Fiscal 2021 Universal Registration Document

6. Corporate governance

Supplemental pension plan

The Chief Executive Officer is a beneficiary of a defined benefit pension plan governed by article L.137-11-2 of the French Social Security Code. This plan is also available to the Group’s most senior executives holding an employment contract with one of its French subsidiaries.

This pension plan was introduced in 2021 in line with the following rules: subject to one year of seniority within the Group, pension rights of up to 0.5% per year are granted for the first five years of the plan, and then up to 1% beyond five years, not exceeding a total of 10%. The rights are determined based on the fixed and variable compensation received during the calendar year. The rights vest subject to an achievement rate for the Chief Executive Officer’s annual variable compensation targets of at least 80%. The resulting pension will top up the pensions provided by the basic compulsory plans and will not generate any corresponding obligation on the Company’s balance sheet.

This benefit was approved by the January 21, 2020 Annual Shareholders Meeting in the twelfth resolution on the supplemental pension plan for the Chief Executive Officer.

Until December 31, 2019, the Denis Machel was a beneficiary of a defined benefit pension plan governed by article 39 of the French General Tax Code and article L.137-11-1 of the French Social Security Code. Under this supplemental pension plan (subject to a minimum of five years of presence in the plan), as a member of the plan for at least 15 years, the pension paid could represent up to 15% of the average of his/her last three years' fixed compensation preceding his/her retirement. This pension complements the pensions due to him/her under compulsory pension plans, provided that he/she is a Corporate Officer or employee of the Company at the time of his/her retirement.

The entitlements under this plan would only accrue if the achievement rate for the Chief Executive Officer's annual variable compensation targets was at least 80%. If this rate were to be reached, the beneficiary would acquire 1% additional rights to the defined benefit plan for the year concerned. However, an achievement rate of less than 80% would not trigger additional rights under the supplemental pension plan for that year.

This plan has been closed to new members since February 28, 2018. In order to comply with the PACTE Act and with the Ordonnance of July 3, 2019 implementing the EU Pensions Portability Directive into French law, rights acquired as at December 31, 2019, were frozen at that date. As this plan is not portable, its members will only be eligible for it if they are still with Sodexo on the date they retire. However, pursuant to the requirements of French ministerial circular no. 105/2004 of March 8, 2004, the plan rules stipulate that, in the event of dismissal past the age of 55, the beneficiary retains the rights established at the date of his or her departure from the Company, provided that he or she does not resume his or her professional activity.

Company car

The Chief Executive Officer has the use of a Company car, the insurance, maintenance and fuel costs (related to its professional use) are covered by Sodexo.

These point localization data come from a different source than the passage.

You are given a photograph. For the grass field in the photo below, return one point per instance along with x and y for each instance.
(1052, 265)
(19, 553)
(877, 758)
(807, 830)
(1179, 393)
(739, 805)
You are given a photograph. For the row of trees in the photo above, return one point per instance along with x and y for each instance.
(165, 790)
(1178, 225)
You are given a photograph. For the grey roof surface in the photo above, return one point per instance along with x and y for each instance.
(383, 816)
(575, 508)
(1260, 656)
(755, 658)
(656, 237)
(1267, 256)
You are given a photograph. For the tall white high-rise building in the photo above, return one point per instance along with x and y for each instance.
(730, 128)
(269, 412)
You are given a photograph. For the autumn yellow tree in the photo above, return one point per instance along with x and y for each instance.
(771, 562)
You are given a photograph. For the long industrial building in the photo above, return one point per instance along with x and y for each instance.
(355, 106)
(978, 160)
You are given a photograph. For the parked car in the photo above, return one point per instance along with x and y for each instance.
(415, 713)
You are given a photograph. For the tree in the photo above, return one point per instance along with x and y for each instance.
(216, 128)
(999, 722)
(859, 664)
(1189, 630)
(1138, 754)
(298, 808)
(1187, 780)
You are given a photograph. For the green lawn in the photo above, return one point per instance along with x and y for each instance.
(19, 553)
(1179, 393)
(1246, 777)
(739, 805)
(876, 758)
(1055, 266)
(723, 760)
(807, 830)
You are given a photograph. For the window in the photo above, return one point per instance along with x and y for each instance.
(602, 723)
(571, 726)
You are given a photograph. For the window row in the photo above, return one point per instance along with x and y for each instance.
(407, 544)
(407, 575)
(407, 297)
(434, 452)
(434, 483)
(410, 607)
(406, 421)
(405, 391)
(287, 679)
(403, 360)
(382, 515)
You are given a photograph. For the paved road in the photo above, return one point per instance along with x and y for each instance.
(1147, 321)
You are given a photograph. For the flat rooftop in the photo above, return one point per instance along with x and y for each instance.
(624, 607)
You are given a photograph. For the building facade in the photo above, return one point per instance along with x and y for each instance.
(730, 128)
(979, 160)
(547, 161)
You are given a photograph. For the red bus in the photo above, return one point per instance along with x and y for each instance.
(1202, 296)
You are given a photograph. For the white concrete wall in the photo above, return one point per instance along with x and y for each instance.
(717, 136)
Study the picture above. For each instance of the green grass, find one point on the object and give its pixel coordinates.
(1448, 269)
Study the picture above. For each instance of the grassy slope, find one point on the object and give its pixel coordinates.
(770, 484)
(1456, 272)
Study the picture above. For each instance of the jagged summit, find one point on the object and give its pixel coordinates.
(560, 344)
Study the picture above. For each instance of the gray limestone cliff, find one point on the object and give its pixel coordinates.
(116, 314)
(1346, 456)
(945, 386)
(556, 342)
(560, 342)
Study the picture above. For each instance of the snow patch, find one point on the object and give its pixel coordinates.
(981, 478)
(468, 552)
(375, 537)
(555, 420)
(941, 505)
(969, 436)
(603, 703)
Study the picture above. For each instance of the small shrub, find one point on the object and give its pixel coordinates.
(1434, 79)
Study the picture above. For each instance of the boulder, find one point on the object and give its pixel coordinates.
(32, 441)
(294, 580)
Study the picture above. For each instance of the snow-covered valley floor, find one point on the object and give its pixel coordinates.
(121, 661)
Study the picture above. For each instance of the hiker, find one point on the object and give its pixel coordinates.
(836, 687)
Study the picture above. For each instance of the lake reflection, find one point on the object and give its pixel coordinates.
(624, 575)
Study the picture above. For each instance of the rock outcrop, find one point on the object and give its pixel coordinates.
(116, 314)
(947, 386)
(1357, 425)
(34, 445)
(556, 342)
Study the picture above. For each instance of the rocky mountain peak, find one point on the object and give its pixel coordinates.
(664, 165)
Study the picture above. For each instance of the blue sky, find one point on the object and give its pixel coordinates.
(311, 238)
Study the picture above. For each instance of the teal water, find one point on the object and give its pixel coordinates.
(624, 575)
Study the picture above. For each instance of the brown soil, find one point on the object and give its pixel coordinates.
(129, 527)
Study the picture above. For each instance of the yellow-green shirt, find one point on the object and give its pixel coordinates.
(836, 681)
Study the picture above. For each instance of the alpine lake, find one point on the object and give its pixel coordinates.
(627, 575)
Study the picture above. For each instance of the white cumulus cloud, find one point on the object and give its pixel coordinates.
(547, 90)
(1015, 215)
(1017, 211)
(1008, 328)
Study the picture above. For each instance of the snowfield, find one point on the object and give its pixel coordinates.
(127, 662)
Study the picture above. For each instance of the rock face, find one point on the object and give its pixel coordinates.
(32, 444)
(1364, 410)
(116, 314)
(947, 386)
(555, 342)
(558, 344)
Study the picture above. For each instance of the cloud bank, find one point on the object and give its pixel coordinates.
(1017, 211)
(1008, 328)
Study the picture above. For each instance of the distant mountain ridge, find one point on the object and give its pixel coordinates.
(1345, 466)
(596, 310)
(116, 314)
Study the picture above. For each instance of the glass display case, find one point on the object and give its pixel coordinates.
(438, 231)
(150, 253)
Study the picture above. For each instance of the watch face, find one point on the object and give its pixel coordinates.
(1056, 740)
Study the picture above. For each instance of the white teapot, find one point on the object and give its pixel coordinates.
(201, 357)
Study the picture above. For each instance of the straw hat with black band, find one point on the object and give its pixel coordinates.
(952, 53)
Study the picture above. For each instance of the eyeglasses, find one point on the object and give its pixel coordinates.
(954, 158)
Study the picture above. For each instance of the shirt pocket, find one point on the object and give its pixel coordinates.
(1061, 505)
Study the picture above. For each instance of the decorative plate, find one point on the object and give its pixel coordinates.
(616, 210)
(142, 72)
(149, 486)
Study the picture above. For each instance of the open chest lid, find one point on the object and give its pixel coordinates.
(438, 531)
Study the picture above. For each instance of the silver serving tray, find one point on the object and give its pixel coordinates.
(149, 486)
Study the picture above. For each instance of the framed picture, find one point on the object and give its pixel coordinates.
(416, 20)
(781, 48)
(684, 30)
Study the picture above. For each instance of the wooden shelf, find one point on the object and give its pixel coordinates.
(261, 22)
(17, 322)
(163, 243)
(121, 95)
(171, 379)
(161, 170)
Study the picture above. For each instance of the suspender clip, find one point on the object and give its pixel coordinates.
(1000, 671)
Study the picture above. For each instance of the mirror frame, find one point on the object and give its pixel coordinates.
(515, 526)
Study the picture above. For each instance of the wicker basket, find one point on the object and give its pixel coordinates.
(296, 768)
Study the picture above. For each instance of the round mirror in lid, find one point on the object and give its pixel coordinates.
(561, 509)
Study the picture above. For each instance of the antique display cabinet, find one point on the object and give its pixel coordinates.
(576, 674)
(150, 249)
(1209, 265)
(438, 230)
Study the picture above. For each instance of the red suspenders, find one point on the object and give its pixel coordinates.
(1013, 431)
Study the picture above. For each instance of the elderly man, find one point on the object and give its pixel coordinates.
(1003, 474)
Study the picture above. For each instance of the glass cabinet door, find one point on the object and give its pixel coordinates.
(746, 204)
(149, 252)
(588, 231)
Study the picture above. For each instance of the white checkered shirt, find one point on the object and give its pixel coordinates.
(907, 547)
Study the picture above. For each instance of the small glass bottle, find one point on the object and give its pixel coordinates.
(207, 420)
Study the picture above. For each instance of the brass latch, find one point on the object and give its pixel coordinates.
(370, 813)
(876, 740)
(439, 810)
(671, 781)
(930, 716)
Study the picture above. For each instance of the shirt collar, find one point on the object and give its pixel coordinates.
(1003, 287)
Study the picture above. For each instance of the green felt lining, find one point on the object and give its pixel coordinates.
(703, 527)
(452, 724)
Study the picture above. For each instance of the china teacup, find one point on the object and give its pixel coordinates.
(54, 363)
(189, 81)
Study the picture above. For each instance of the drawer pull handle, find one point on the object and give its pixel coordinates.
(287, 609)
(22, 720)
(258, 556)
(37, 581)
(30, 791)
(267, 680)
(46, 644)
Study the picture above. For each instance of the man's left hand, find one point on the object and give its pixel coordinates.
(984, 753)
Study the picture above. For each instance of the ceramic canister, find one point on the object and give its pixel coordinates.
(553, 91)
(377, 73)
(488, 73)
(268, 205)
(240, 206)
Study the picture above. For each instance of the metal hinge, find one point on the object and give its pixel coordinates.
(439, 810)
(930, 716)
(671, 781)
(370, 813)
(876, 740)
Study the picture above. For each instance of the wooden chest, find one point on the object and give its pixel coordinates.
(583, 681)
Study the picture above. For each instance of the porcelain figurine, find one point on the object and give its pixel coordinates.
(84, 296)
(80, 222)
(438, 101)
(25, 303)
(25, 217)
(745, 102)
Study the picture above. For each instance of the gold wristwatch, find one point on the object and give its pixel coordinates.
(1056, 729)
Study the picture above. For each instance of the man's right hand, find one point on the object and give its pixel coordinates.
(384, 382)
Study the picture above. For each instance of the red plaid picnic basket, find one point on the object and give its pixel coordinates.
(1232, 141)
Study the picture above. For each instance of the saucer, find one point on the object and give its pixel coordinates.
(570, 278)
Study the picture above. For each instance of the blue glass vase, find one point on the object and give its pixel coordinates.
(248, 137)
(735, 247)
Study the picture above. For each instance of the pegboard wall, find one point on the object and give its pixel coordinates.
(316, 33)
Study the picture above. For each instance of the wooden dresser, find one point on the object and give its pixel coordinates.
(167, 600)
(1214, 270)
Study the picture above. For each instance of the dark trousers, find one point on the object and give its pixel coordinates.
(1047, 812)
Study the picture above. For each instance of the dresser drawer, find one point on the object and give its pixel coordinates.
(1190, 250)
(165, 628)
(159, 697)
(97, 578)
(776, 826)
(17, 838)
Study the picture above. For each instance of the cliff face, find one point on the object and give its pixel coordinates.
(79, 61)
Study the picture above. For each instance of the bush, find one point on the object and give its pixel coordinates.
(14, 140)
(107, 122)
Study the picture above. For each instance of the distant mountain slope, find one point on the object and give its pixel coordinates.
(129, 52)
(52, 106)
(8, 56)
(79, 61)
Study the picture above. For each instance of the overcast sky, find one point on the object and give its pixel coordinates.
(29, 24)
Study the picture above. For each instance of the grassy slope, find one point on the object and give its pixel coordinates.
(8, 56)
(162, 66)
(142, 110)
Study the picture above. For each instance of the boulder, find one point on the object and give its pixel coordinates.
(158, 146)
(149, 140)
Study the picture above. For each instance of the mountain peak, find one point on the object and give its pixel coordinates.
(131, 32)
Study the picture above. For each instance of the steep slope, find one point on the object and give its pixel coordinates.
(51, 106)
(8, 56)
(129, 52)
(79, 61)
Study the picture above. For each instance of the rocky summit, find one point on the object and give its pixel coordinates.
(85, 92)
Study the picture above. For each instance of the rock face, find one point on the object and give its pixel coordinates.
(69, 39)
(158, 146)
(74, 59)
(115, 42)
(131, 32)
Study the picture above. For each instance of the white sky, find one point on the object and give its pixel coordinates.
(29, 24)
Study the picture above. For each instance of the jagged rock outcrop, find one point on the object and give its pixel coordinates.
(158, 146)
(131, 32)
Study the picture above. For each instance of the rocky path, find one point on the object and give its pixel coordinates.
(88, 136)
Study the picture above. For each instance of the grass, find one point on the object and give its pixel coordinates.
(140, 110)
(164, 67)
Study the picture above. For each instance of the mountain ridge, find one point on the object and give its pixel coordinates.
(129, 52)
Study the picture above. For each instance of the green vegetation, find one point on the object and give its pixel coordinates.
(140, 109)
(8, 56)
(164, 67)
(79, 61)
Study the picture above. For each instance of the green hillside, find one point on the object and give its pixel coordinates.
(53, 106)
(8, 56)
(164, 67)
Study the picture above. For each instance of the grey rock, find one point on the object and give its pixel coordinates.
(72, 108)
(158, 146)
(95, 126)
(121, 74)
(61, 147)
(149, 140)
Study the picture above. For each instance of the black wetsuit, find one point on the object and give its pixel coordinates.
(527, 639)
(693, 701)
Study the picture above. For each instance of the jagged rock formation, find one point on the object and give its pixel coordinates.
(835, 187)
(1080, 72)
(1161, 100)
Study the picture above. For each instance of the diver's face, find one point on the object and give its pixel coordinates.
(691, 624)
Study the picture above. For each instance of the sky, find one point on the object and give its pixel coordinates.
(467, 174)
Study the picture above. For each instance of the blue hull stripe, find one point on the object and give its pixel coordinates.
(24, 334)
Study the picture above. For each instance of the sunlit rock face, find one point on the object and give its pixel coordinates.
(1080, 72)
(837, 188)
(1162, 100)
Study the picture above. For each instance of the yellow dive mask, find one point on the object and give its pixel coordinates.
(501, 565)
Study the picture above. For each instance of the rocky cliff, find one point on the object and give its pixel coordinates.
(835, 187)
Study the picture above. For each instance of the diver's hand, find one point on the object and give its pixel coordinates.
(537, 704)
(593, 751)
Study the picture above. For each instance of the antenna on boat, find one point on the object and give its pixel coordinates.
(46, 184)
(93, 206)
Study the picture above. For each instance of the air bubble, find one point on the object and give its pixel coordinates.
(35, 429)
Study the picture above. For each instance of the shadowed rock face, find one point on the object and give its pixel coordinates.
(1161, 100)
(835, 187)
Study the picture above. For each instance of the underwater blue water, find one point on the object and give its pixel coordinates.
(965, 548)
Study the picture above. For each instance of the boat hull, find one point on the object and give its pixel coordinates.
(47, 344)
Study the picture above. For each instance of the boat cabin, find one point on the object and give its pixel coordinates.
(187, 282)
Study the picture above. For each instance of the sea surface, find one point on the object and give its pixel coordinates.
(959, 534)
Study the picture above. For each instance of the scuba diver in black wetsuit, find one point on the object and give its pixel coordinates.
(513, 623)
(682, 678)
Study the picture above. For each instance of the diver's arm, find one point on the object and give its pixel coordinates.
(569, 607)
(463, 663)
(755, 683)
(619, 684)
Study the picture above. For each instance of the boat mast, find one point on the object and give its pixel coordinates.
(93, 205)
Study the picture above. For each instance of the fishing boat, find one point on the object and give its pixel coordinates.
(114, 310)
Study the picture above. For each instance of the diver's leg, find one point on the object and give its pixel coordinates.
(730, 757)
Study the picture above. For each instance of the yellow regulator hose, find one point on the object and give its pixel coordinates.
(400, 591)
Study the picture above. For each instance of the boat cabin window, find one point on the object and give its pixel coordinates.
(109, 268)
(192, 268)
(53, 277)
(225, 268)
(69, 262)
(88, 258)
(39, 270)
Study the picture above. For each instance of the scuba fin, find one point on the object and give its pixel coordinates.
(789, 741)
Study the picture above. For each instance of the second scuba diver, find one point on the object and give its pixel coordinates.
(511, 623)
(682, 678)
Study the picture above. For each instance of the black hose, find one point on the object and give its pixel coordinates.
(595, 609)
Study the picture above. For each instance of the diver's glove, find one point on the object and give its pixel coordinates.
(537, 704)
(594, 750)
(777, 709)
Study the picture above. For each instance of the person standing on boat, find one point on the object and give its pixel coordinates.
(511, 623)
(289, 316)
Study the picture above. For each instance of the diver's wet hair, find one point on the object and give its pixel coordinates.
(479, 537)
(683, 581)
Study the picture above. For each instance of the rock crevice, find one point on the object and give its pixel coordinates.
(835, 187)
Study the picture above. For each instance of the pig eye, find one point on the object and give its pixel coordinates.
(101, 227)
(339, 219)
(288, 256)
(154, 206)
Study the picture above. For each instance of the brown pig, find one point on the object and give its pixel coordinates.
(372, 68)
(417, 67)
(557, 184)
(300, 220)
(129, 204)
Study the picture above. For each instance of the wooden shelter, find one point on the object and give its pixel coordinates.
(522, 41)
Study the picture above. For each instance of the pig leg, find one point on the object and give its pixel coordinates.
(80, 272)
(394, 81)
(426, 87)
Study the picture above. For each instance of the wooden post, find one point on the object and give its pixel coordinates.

Collective health and benefit plans

The Chief Executive Officer is a member of the Company's collective health and benefit plans, subject to the same terms and conditions as those applicable to all employees of the Group's French entities.

Unemployment insurance

As the Chief Executive Officerdoes not have a French employment contract, the Company subscribes to a private unemployment insurance policy with the French association of unemployment insurance for Corporate Officers (Association pour la garantie sociale des chefs et dirigeants d'entreprises - GSC). Under this policy, if the Chief Executive Officer were to lose his/her office, he/she would receive benefits for a maximum period of 24 months.

Exceptional compensation

The compensation policy does not permit the granting of exceptional compensation to the Chief Executive Officer.

Potential change of governance

If one or more Deputy Chief Executive Officers were appointed, the principles and criteria for determining, allocating and awarding the compensation components provided for in the Chief Executive Officer's compensation policy would also apply to the Deputy Chief Executive Officer(s). In such a case, the Board of Directors, acting on the recommendation of the Compensation Committee, would adapt the principles and criteria to the person(s) concerned in order to determine the applicable targets, performance levels, conditions, compensation structures and maximum percentages of the fixed compensation that their variable compensation may represent (which may not be higher than those set for the Chief Executive Officer).

If the Chief Executive Officer were to become a member of the Company's Board of Directors, he/she would not receive any directors' compensation.

Signing bonus

Pursuant to the recommendations of the AFEP-MEDEF Code, if a new Chief Executive Officer is recruited from outside Sodexo, the Board of Directors may decide to grant him or her an indemnity (in cash and/or shares) in order to compensate for any loss of previous compensation or benefits (excluding pension benefits).

This indemnity would be arranged so as to reflect the type, risk profile and the vesting horizon of the lost benefits.

In accordance with article L.22-10-8 of the French Commercial Code, the payment or implementation of any such compensation would be subject to shareholder approval.

6.5.1.5 Compensation policy for the Company’s directors for Fiscal 2022

The compensation awarded to directors includes is made up of fixed and variable compensation components and a travel allowance for directors coming from the United States.

Directors are not eligible for any long-term compensation, supplemental pension plan or compensation or benefits that may result from any change in their duties, new duties, or a removal from office.